Jenny: “Not a lot of individuals know what their rights are, and you come across people who are kind of surprised that something like the Green Amendment has never been codified into the states Bill of Rights. And that in reality technically means they didn’t have that right to clean air, to clean water and to a healthful environment and it surprises a lot of people, and it's something that we tend to take for granted” 

Language and Legal: Pennsylvania was the first state to adopt a Green Amendment which includes a provision that the state’s natural resources are ‘common property of all the people, including generations to come.’ Maryland’s proposed language states that ‘Maryland as trustee, shall protect, conserve, manage and enhance the state's natural and cultural resources, including air, lands, waters, wildlife, and ecosystems for the benefit and enjoyment of both present and future generations’.

Can you provide some insight into these differences? Does the openness of New York State’s language provide an advantage or disadvantage?
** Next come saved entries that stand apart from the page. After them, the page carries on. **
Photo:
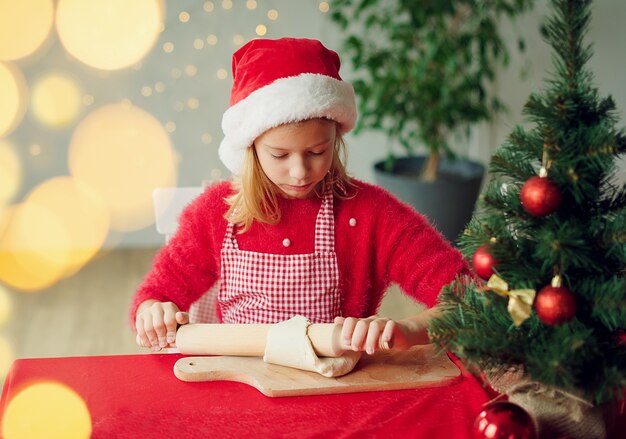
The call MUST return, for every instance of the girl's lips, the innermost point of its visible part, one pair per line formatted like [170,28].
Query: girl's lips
[298,188]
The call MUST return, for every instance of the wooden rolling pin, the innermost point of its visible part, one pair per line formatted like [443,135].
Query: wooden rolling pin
[250,340]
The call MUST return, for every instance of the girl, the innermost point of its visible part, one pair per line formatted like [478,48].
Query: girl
[293,233]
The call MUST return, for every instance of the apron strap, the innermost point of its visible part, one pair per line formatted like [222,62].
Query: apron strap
[325,224]
[324,227]
[229,239]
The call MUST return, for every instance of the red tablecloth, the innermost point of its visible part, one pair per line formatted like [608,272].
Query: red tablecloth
[139,396]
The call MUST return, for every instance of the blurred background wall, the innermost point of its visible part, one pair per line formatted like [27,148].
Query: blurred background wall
[101,101]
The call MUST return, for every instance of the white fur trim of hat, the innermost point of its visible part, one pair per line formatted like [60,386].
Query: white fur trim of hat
[278,82]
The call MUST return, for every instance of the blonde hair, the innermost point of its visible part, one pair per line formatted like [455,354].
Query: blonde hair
[256,197]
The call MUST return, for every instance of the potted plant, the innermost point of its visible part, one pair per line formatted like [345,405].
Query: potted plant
[422,69]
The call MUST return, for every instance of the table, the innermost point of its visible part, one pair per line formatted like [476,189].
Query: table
[139,396]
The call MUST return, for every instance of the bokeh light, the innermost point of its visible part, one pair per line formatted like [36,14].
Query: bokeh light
[10,172]
[46,409]
[30,255]
[6,308]
[109,34]
[7,355]
[123,152]
[56,100]
[24,26]
[83,214]
[13,101]
[58,228]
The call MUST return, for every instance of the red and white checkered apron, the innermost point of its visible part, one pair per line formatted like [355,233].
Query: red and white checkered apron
[269,288]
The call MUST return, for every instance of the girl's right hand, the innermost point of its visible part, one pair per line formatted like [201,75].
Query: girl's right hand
[156,324]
Maya: “The Green Amendment’s language in New York State, in every state, is broad. Constitutional rights in the Bill of Rights are broad. They all use broad language, and they do that by design so they can cover the wealth of issues that they need to cover, and they can stand the test of time. So the problems in the future will be defined over the test of time, and understood more over time. In the environmental context we’re at the beginning of the process now, we’re just a few years in. Over time we’ll develop an understanding of what these rights mean” 
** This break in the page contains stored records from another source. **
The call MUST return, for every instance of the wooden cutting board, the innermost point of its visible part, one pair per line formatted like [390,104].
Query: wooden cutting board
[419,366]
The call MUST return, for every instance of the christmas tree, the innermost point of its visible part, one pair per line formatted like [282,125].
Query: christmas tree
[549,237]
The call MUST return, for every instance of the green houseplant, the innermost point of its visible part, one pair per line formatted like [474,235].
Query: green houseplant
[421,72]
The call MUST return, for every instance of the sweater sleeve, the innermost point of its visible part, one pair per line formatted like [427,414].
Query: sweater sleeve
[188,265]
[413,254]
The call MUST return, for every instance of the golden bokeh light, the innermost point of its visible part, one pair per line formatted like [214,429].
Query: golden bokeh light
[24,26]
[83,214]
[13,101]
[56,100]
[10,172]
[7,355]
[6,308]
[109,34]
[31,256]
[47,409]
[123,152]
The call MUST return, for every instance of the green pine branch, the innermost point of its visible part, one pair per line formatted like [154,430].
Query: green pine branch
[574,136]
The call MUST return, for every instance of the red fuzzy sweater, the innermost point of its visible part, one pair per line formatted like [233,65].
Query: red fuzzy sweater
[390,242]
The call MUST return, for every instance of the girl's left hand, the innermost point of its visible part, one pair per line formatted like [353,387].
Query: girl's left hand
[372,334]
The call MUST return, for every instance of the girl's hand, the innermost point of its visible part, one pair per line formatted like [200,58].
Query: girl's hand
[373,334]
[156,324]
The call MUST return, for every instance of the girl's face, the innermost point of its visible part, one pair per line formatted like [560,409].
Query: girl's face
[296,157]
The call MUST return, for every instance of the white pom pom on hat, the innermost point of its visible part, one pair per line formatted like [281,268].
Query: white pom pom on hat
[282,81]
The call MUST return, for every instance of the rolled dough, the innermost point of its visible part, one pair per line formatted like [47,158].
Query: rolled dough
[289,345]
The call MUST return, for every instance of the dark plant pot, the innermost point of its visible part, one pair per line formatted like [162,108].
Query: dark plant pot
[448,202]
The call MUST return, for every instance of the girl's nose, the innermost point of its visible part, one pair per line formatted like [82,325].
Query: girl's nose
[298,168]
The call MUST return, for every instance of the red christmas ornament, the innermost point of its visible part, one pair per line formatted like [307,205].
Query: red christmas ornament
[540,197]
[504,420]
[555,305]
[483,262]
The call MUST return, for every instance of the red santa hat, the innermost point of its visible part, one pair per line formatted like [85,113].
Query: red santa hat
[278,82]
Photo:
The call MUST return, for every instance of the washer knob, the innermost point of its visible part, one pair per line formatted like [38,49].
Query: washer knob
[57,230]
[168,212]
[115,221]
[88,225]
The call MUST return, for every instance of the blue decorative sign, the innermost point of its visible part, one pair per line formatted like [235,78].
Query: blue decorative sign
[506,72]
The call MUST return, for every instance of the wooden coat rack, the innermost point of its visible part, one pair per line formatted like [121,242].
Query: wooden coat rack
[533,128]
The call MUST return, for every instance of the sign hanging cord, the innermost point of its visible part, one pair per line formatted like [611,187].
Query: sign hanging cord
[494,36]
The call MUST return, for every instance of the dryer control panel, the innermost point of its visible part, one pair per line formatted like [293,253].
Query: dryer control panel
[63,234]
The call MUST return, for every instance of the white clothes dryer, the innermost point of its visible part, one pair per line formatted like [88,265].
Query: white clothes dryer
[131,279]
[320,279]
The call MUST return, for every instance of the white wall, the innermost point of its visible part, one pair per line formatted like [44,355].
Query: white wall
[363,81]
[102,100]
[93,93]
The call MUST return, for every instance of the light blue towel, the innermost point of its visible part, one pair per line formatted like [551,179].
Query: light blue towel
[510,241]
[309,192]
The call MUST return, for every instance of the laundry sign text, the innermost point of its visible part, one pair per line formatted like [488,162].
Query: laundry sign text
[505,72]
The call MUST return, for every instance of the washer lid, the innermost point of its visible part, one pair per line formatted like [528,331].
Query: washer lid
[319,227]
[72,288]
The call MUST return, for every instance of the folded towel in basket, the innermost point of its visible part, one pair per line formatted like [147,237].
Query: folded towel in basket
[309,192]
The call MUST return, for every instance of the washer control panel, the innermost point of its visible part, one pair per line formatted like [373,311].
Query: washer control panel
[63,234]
“The trustee language that's in Pennsylvania’s Green Amendment is truly beneficial and powerful, and we really encourage the use of that because it really offers a level of clarity and strength when it comes to using the green amendments in the courts in important and powerful ways. Because […] if you use trust law it's very clear that the state is the trustee, that the people are the beneficiaries and that the state has the duty of loyalty to all the beneficiaries, that they are constitutionally bound to protect the rights of all the beneficiaries equitably.” 
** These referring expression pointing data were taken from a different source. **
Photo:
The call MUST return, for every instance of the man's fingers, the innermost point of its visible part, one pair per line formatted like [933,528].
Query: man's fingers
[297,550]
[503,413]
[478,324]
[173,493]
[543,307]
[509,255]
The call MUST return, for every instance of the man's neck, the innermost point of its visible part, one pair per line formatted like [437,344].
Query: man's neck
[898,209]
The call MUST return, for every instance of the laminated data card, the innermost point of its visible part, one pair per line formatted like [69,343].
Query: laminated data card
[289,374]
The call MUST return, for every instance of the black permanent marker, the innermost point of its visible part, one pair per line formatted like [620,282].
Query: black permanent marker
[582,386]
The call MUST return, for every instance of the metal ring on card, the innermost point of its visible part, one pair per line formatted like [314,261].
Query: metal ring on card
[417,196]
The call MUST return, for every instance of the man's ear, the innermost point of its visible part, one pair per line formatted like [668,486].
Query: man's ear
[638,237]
Climate Leadership and Community Protection Act and Green Amendments: In Pennsylvania and Montana, it took a few decades for case law to determine the scope and reach of the green amendment. Certainly these are different times. In NYS we have the Climate Leadership and Community Protection Act. Is there more power, or more of a mandate with the confluence of the CLCPA and the Green Amendment? 

Maya:“Both tools are essential, the Green Amendment assures that people have all the power when government officials are failing”

Jenny: “My hope is that both pieces of this legislation nudge it forward and put New York state as one of the states that can be just like California, be a leader” 

Strategies

Maya:  “The goal is to get Green Amendment in every state Constitution, and ultimately the federal level” 

Jenny:  “For me it's all about the advocacy, it's about helping people advocate, giving them the tools, and part of those tools are about education, about the harmful effects, especially those communities that have been historically affected. I always say, just because we got the bill passed, that doesn't mean the work is done, because now we have to hold people accountable and make sure that they're doing what they're supposed to be doing to ensure that this is properly enacted, and there's that proper mandate, and folks don’t try to water it down. It's up to us and our responsibility to give them that education to help propel them and help amplify their voice. Making sure people that felt voiceless and powerless know that they aren’t. They can and should fight back. 

What usually happens when we pass an act, these environmental laws […] usually the neighborhoods and communities that need it the most are usually the last to benefit. And it's time to prioritize those communities and make sure that they're on the forefront so they're the first to benefit” 


A year ago when the green amendment was passed into New York state’s bill of rights, a movement sprung across the nation to adopt the right to a healthy environment into the state’s bill of rights. This interview with Rossum and Veloz hopes to further explain this amendment’s adoption and language, as well as its implications of environmental protection and environmental justice.